Immigration Act 2016

Spotting the signs of illegal working and worker exploitation is no easy feat unless you know what you are looking for. The signs, also known as indicators, sometimes can only be uncovered by examining documentation, business records and accounts. But others, the immediate physical, behavioural and workplace indicators are more obvious.

Indicators of modern slavery could be found in any workplace, but are most likely to be seen in industries that have a high turnover of low skilled staff, deal in cash and have labour as a high proportion of input costs. Industries with higher prevalence include catering, care, agriculture and construction. HMRC intelligence indicates that more extreme forms of worker exploitation are taking place (in addition to the sectors above) in the sex trade, nail bars and other forms of manual labour (e.g. car washes). Often large numbers of people are housed in inhumane, squalid and overcrowded living conditions.

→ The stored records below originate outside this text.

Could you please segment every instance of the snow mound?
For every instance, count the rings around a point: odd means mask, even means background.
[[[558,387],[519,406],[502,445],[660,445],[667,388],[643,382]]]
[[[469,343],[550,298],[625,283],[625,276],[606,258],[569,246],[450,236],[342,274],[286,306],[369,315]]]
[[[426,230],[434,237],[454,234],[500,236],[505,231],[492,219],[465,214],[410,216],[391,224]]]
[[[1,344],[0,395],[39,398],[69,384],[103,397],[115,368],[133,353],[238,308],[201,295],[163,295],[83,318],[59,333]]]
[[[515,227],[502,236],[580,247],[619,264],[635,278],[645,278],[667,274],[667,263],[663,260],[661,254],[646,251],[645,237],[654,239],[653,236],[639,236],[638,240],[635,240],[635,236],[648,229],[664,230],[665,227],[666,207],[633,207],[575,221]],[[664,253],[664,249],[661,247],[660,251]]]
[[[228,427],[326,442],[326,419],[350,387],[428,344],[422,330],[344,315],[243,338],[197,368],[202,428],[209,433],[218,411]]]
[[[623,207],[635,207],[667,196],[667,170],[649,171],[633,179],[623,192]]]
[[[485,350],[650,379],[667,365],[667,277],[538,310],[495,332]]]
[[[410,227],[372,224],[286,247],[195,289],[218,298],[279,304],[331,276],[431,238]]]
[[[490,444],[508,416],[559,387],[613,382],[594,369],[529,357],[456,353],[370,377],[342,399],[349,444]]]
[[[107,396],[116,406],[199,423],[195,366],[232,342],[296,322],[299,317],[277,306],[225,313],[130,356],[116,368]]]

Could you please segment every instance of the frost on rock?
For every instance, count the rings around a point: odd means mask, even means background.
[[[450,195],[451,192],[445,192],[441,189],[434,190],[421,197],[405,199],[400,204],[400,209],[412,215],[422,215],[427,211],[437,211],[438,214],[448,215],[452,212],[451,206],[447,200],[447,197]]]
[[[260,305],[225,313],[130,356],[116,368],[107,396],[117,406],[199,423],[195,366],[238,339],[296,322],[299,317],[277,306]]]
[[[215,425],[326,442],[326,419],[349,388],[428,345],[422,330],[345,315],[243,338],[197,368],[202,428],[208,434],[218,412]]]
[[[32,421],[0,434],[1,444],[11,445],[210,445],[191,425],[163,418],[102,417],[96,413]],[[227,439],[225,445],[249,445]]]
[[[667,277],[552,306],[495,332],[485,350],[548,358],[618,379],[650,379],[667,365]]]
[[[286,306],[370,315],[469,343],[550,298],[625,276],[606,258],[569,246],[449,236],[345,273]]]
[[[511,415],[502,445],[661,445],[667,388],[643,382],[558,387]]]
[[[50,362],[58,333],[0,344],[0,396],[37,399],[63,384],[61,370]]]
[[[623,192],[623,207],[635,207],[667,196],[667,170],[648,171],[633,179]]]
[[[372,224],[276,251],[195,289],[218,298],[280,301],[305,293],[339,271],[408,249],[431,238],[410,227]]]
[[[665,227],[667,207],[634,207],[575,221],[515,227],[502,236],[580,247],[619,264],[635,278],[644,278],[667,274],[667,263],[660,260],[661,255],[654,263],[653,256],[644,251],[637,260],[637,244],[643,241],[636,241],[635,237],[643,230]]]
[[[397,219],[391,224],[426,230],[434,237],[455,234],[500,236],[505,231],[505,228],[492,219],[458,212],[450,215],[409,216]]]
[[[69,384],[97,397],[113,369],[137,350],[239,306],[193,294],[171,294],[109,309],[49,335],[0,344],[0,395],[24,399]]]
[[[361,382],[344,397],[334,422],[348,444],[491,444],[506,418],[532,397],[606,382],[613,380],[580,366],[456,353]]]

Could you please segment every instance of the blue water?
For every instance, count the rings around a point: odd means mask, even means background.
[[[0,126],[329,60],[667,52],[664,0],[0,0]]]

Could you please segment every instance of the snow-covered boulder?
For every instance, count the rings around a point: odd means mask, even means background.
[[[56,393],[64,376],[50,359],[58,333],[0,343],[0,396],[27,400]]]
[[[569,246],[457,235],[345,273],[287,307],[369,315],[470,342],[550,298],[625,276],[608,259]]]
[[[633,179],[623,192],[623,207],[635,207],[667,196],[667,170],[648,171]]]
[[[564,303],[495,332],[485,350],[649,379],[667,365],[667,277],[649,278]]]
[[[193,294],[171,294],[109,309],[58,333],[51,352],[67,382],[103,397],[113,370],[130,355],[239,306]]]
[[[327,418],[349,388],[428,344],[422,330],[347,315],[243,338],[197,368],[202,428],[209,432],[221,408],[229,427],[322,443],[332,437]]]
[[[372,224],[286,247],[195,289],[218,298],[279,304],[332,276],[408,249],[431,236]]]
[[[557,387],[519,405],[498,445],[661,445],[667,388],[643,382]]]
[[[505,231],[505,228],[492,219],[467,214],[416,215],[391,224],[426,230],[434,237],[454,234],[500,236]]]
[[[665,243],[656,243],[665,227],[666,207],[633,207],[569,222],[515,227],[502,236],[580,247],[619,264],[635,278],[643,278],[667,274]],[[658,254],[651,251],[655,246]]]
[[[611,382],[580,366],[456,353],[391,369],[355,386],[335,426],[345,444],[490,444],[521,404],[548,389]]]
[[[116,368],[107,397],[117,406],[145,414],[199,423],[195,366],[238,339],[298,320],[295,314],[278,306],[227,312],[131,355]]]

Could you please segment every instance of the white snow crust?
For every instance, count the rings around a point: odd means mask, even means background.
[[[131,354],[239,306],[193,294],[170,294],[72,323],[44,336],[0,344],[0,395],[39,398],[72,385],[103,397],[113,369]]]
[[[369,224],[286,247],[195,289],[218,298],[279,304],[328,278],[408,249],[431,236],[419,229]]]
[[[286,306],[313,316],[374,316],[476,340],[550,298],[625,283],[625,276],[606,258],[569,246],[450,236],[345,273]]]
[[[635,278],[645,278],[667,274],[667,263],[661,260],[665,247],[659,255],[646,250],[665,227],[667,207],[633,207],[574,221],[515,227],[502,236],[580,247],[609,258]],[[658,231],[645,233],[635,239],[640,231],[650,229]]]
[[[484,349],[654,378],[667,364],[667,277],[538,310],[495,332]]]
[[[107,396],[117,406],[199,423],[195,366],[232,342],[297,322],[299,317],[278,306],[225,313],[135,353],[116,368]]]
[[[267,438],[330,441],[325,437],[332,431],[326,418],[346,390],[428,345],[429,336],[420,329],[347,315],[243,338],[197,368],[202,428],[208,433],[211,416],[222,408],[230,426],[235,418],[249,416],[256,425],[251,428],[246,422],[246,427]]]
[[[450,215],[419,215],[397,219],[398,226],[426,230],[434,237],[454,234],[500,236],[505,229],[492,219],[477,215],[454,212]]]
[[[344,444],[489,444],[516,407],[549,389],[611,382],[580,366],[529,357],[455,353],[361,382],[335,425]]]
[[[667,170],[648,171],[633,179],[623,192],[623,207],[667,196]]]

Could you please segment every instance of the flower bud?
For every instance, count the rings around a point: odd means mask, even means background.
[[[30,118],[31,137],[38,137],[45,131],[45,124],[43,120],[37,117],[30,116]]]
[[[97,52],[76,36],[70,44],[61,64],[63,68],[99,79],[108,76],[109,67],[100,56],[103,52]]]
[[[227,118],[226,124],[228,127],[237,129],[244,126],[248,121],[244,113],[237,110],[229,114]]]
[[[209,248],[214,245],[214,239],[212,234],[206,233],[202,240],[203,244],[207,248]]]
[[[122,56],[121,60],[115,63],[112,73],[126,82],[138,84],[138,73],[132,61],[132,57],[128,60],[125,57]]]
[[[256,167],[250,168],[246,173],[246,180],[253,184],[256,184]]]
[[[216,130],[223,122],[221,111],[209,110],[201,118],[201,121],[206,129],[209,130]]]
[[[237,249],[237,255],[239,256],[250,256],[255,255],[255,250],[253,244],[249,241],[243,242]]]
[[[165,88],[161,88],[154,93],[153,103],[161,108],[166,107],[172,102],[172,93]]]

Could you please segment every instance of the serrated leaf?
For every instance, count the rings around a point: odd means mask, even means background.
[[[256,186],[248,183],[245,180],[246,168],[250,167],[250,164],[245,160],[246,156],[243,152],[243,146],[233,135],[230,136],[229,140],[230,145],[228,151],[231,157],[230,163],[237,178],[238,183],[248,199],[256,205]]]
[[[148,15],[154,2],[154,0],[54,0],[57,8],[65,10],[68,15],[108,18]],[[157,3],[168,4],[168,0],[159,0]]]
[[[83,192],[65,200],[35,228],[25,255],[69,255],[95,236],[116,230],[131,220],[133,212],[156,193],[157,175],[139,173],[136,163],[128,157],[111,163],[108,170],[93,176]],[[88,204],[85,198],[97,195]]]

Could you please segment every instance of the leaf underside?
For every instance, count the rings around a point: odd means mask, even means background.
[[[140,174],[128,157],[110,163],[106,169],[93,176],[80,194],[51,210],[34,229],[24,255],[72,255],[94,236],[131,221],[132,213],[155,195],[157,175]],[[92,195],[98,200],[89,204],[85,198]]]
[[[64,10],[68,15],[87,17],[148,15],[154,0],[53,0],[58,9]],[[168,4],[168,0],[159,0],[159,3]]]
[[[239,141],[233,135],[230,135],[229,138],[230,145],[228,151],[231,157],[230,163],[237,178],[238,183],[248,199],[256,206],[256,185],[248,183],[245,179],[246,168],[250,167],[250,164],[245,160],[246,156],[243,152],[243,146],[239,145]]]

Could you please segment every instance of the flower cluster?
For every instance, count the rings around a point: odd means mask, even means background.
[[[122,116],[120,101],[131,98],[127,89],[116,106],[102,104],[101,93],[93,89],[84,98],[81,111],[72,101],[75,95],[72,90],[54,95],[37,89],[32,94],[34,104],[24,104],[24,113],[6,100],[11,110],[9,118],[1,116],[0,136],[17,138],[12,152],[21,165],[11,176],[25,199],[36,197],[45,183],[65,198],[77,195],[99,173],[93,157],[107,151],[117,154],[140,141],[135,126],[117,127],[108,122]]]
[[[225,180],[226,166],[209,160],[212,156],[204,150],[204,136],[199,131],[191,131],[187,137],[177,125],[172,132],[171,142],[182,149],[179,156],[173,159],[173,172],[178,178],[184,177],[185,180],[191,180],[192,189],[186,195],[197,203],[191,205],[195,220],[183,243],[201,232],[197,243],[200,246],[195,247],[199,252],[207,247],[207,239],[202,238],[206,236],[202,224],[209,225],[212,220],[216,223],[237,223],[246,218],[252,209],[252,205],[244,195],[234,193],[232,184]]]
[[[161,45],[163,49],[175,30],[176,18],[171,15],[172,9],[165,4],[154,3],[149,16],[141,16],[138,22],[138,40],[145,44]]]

Indicators of illegal working and/or modern slavery can include:

  • Controlling tactics – being watched all the time, being afraid to speak up, allowing others to speak for them or being told what to say, retention of passports and identity documents (the workers can neither leave nor prove their identity status), restriction of movement and confinement to the workplace or to a limited area - rarely left alone or never seem to travel alone, debt-bondage, withholding of wages or excessive wage reductions that violate previously made agreements, threat of denunciation to the authorities regardless of whether the worker holds legal status in the UK or not.
  • Unusual or dangerous working practices – evidence of control over the workers’ movements such as being bussed en masse to and from their place of labour, often at unusual hours, working unusual or long hours with little or no access to their earnings, safety equipment/procedures might appear inadequate.
  • They might live and work in the same property in dirty, cramped or shared and overcrowded accommodation and there may be evidence of few or no personal possessions. Accommodation might be provided by the employer and subject to change at short notice, or not subject to a formal tenancy agreement.
  • Appearance: signs of physical or emotional harm (to either the individual or their family) or the threat of harm, general cleanliness – looking underfed, malnourished, withdrawn, weary, dirty and generally unkempt, clothing – is it unsuitable for the surroundings or the work they do?
  • Behaviour: signs of anxiety and a wariness of authority, seeming isolated with limited social interaction or contact with people outside their immediate environment, fearful for themselves or their family, vague about the cause of an illness or injury the cause, or unwilling to seek help, avoiding eye contact, being reluctant or afraid to say what their immigration status is.
  • Documentation: evidence of workers with identical National Insurance numbers (NINO), evidence suggesting workers are receiving benefits to which they are not entitled, poor record keeping, lack of documentation, reasons to suspect that paperwork has been altered or forged, correspondence or business address being different from the place of work, agencies providing other services (such as accommodation or transport) to the worker, for which the worker is being charged large sums, evidence to suggest that the Agricultural and National Minimum Wage (NMW)/National Living Wage might not be paid and/or other statutory requirements are not being met.